An elite field of 89 has assembled at Augusta National for the tournament’s 80th edition, which started on Thursday, and Germany’s Langer loves the fact that virtually all of the world’s top 10 have displayed excellent form in recent months.
“Most of the top 10 guys in the world rankings have won lately, or at least have shown some very good form,” Langer, 58, told Reuters while sitting in a plush armchair inside the iconic clubhouse at Augusta National.
“You want the best players playing great coming in here and we’ve got that. The guys in form are Jason Day and Adam Scott. Bubba Watson is also very good around here and there’s (defending champion) Jordan Spieth and (Henrik) Stenson.
“You would have to name 30 or 40 guys who are favourites this week, and then there’s another 30 who could win the tournament as well.”
Former world number one Langer, who this week will be competing in his 33rd Masters, has set himself the target of making the cut at Augusta National for a third time in the last four years and vying for the title.
“It’s a tough challenge for me because the golf course is very long but my expectations are always high,” said Langer, referring to the heavily contoured layout that measures 7,435 yards off the back tees.
“I would like to be in contention, I would like to be on the leaderboard,” added the German, who tied for eighth at the Masters just two years ago. “But length is very important on this golf course nowadays.”
Langer, who won the coveted Green Jacket in 1985 and 1993, vividly recalls how stunned he was when he first saw the lightning-fast, severely sloping greens at Augusta National.
“I’d never seen greens like this before,” said Langer, who played his first Masters in 1982 and is now a golf brand ambassador for Mercedes-Benz, a global partner of the Masters.

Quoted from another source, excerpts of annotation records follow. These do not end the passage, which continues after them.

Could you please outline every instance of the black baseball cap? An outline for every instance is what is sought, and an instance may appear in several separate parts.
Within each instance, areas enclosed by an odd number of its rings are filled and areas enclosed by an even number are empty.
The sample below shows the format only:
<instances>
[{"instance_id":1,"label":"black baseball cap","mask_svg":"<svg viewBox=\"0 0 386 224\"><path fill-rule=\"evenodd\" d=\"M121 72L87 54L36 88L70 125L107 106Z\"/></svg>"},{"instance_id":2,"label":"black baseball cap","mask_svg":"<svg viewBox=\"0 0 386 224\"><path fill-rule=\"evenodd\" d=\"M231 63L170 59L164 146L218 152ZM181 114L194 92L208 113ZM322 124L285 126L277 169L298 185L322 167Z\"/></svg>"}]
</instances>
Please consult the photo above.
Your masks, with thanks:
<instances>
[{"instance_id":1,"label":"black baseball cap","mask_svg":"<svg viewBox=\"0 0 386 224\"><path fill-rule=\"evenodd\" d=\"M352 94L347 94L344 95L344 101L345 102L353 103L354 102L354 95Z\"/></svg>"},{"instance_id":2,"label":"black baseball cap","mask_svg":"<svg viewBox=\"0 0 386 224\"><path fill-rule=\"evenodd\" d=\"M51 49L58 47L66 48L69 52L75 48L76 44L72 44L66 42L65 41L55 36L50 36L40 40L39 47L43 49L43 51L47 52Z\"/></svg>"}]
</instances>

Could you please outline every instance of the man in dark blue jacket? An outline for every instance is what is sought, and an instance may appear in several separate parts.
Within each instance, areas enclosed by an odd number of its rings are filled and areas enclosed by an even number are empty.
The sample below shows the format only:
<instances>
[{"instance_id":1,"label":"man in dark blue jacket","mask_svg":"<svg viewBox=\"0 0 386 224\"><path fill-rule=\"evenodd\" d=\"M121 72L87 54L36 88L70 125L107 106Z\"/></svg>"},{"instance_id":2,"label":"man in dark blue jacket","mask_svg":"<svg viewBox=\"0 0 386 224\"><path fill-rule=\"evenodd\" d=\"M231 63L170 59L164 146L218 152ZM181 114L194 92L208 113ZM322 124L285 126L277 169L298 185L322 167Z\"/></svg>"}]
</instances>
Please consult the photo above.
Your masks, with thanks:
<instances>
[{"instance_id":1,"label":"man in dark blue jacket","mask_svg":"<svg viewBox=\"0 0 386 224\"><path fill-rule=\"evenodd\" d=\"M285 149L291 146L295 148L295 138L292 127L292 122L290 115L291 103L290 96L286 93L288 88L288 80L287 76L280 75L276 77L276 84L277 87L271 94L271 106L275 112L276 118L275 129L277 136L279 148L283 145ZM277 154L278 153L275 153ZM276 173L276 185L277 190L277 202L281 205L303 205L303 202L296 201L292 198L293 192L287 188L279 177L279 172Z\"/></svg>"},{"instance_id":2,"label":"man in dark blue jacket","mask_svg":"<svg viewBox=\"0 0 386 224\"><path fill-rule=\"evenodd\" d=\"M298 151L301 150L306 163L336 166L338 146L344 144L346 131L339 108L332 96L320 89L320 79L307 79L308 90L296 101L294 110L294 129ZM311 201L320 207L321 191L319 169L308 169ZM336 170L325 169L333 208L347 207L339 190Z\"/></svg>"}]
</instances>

“They were more undulating, they were faster, they were firmer. They were just quite different from what we used to play on the tour.”
Asked to explain the biggest challenge at Augusta for benefit of golf fans who had never visited the course, Langer replied: “First of all, there are a lot of side-hill, downhill and uphill lies which you don’t really see on television.
“Secondly, the greens are large but it’s not good just being on the green, you need to be in small pockets on the green where the pin is and then within that small pocket.
“You want to have an uphill putt, and not a downhill or side-hill putt.
“So the large green becomes a very, very small target, and hitting that small target with often longer irons makes it that much harder. And if you don’t hit it, then you have extremely difficult putts or chips or bunker shots.”